Check OR — check_or • plotor

Performs a series of tests to ensure that assumptions for logistic regression are met, with optional detailed feedback if any tests fail.

Usage

check_or(glm_model_results, confint_fast_estimate = FALSE, details = TRUE)

Arguments

glm_model_results: Results from a binomial Generalised Linear Model (GLM), as produced by stats::glm().
confint_fast_estimate: Boolean (default = FALSE) Use a faster estimate of the confidence interval?

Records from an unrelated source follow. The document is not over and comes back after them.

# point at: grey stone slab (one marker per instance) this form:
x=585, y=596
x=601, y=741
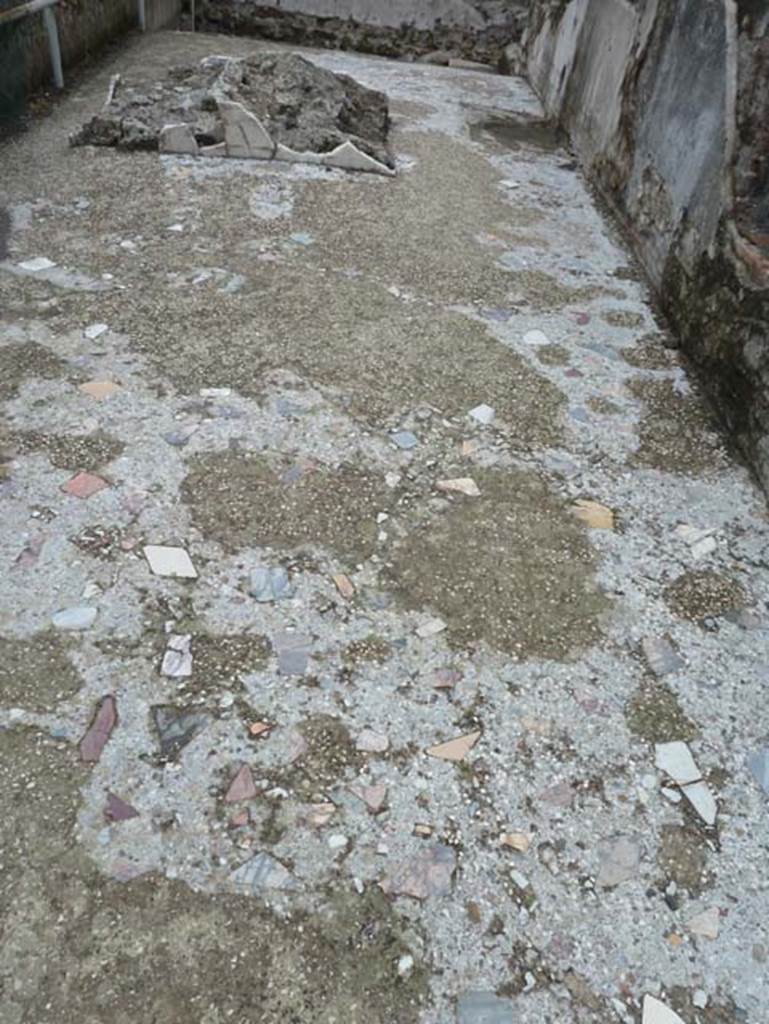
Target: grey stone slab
x=293, y=651
x=404, y=439
x=483, y=1008
x=759, y=765
x=270, y=585
x=176, y=727
x=75, y=620
x=263, y=871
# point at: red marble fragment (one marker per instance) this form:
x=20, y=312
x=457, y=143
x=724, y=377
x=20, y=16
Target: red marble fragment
x=99, y=730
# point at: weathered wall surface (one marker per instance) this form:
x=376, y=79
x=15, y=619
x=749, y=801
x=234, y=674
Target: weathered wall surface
x=475, y=29
x=84, y=28
x=667, y=102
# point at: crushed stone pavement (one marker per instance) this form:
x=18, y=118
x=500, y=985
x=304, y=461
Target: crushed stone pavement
x=292, y=329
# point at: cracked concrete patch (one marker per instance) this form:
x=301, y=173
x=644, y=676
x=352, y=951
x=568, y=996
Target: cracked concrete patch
x=677, y=433
x=37, y=672
x=191, y=940
x=512, y=568
x=244, y=501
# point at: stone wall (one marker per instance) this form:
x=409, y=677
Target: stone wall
x=667, y=102
x=474, y=29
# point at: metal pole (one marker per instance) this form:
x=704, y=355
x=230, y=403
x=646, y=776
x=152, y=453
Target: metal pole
x=49, y=18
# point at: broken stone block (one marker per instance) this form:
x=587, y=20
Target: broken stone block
x=702, y=801
x=675, y=760
x=462, y=485
x=427, y=875
x=177, y=138
x=245, y=135
x=661, y=655
x=177, y=659
x=294, y=156
x=593, y=514
x=520, y=842
x=270, y=585
x=707, y=924
x=404, y=439
x=455, y=750
x=293, y=651
x=118, y=810
x=242, y=786
x=655, y=1012
x=94, y=331
x=621, y=859
x=36, y=264
x=170, y=561
x=99, y=389
x=375, y=797
x=482, y=414
x=218, y=150
x=349, y=158
x=84, y=485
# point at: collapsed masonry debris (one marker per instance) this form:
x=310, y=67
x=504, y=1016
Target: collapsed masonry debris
x=265, y=107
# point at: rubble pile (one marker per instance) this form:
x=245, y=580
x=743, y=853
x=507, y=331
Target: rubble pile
x=265, y=107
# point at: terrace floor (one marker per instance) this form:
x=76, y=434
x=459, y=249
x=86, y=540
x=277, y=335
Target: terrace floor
x=284, y=382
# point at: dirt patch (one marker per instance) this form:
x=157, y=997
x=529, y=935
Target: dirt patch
x=649, y=353
x=679, y=998
x=69, y=451
x=243, y=501
x=98, y=541
x=699, y=594
x=371, y=648
x=222, y=660
x=36, y=672
x=27, y=360
x=518, y=132
x=554, y=355
x=604, y=407
x=545, y=292
x=682, y=856
x=677, y=433
x=512, y=567
x=79, y=946
x=623, y=317
x=331, y=753
x=654, y=714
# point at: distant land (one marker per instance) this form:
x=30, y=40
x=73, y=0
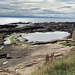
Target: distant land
x=38, y=17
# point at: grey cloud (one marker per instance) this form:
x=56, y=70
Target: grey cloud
x=66, y=7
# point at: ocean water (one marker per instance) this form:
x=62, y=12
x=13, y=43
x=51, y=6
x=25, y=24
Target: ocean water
x=47, y=36
x=6, y=20
x=40, y=36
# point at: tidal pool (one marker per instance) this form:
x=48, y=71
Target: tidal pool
x=47, y=36
x=37, y=36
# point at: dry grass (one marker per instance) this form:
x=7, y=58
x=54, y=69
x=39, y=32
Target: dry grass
x=64, y=66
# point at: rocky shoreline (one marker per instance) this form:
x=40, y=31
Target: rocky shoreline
x=25, y=58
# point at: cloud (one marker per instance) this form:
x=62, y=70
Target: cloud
x=50, y=8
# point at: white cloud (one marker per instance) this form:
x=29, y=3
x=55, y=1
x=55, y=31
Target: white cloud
x=34, y=7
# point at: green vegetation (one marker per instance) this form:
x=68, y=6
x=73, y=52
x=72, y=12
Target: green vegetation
x=68, y=44
x=62, y=66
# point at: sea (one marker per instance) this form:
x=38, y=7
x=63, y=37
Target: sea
x=6, y=20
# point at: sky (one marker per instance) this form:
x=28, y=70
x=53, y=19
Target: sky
x=47, y=8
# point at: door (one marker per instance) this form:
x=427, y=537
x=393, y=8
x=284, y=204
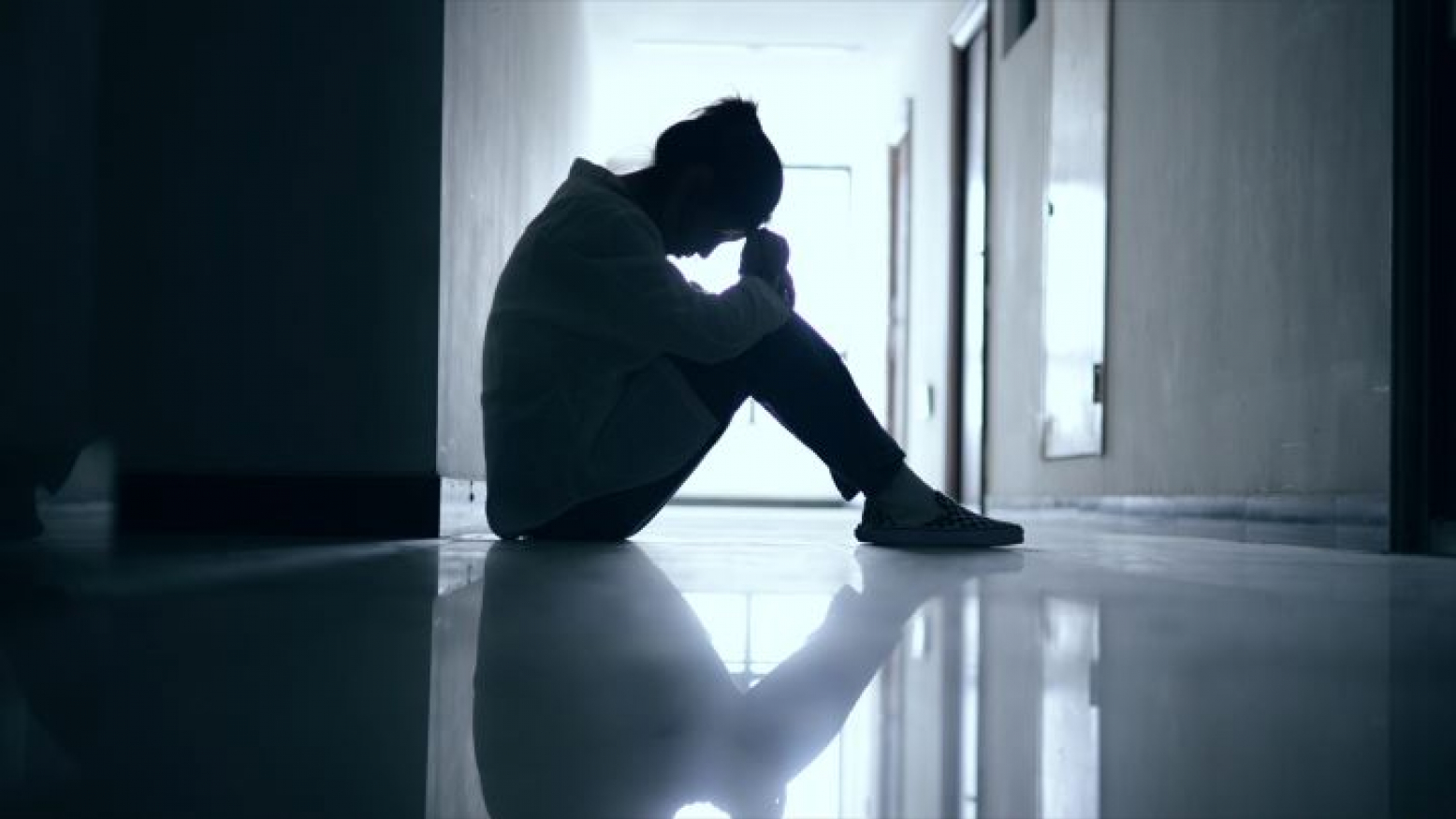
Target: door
x=897, y=363
x=968, y=274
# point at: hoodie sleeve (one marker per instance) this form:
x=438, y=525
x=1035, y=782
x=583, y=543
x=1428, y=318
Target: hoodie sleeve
x=612, y=280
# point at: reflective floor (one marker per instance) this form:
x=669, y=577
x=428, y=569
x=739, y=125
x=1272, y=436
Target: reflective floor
x=727, y=664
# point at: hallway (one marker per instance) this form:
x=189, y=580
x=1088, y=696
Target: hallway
x=1089, y=674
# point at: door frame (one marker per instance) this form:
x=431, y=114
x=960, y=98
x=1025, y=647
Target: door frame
x=971, y=21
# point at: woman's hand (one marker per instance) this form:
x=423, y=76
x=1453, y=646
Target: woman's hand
x=766, y=256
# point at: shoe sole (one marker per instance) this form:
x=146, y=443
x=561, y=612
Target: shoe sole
x=950, y=538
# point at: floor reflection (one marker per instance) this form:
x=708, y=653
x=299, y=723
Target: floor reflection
x=600, y=691
x=707, y=675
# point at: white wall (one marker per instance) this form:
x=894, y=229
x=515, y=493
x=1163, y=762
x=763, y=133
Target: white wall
x=516, y=99
x=1249, y=274
x=925, y=76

Note: this assumes normally distributed data, which may not be suitable for your data.
details: Boolean (default = TRUE) Show detailed feedback for any failed tests?

Value

Logical, TRUE if all assumption tests pass, FALSE if one or more tests fail

Examples

# Load the Titanic dataset
df <- datasets::Titanic |>
  dplyr::as_tibble() |>
  # convert aggregated counts to individual observations
  dplyr::filter(n > 0) |>
  tidyr::uncount(weights = n) |>
  # convert character variables to factors
  dplyr::mutate(dplyr::across(dplyr::where(is.character), as.factor))

# Perform logistic regression using `glm`
lr <- stats::glm(
  data = df,
  family = binomial,
  formula = Survived ~ Class + Sex + Age
)

# Check the model for logistic regression assumption violations
check_or(lr)
#> 
#> ── Assumption checks ───────────────────────────────────────────────────────────
#> 
#> ── Summary ──
#> 
#> ✔ The outcome variable is binary
#> ✔ Predictor variables are not highly correlated with each other
#> ✔ The outcome is not separated by predictors
#> ✔ The sample size is large enough
#> ✔ Continuous variables either have a linear relationship with the log-odds of
#> the outcome or are absent
#> 
#> Your model was checked for logistic regression assumptions in the following
#> areas:
#> 
#> Binary outcome:
#> The outcome variable was checked for containing precisely two levels.
#> 
#> Multicollinearity:
#> The `vif()` function from the car package was used to check for highly
#> correlated predictor variables.
#> 
#> Separation:
#> The `detectseparation()` function from the detectseparation package was used to
#> check for complete or quasi-complete separation in the data.
#> 
#> Sample size:
#> A rule of thumb was applied, requiring at least 10 events per predictor
#> variable and at least 10 events per level of categorical variables to ensure
#> sufficient data for reliable estimates.
#> 
#> Linearity:
#> A likelihood ratio test was conducted to assess improvements in model fit
#> compared to a model using Box-Tidwell power transformations on continuous
#> predictors. Any observed improvement likely indicates non-linear relationships
#> between the continuous predictors and the log-odds of the outcome.
#> 
#> ✔ These tests found no issues with your model.
#>